Conversely, for a statement with an existential quantifier such as $\exists x.Q(x)$, we only have to find a single witness $x$ where $Q(x)$ holds in order to prove the statement. However, to disprove the statement, we would need to show that $Q(x)$ does not hold for any $x$.

In fact, this relationship between proving and disproving is nothing more than the basic laws
$$\neg \exists x.P(x) \equiv \forall x.\neg P(x)$$
$$\neg \forall x.Q(x) \equiv \exists x.\neg P(x)$$

As an example, let $P(a,b)$ be $a/b < 1$, $A = \{2,3,5\}$, and $B = \{2,4,6\}$. Now, to prove the statement
$$\forall a \in A .\exists b \in B . P(a,b)$$
we would have to go through every $a \in A$ and for each of them pick a $b \in B$ such that $a/b < 1$. In order to disprove it, we would have to pick an $a \in A$ and go through every $b \in B$ and show that $a/b < 1$ does not hold.

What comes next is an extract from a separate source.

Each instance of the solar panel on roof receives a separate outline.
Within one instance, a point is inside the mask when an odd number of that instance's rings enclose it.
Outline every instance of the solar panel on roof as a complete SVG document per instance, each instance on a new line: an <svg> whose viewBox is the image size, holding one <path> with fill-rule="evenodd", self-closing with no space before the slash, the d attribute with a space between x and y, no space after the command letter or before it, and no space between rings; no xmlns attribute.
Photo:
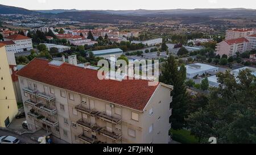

In your comment you say let $a = 2$ and $b = 2$, then $2/2 \not < 1$. Sure, this is true, but in order to disprove the statement, we would have to have $a/b \not < 1$ for every choice of $b\in B$, you have merely shown it for a single $b \in B$. Indeed, if we take $b = 4$, then we get $2/4 < 1$, so we have not actually disproved it. Let's try to prove it instead. We go through the $a$'s one by one.
If $a = 2$, then we can pick $b = 4$ and we get $2/4 < 1$.
If $a = 3$, then we can pick $b = 6$ and we get $3/6 < 1$.
If $a = 5$, then we can pick $b = 6$ and we get $5/6 < 1$.
So we have gone through every $a \in A$ and shown that there exists for each of these $a$ a $b \in B$ such that $P(a,b)$. Hence we have proved that $\forall a \in A.\exists b \in B. P(a,b)$.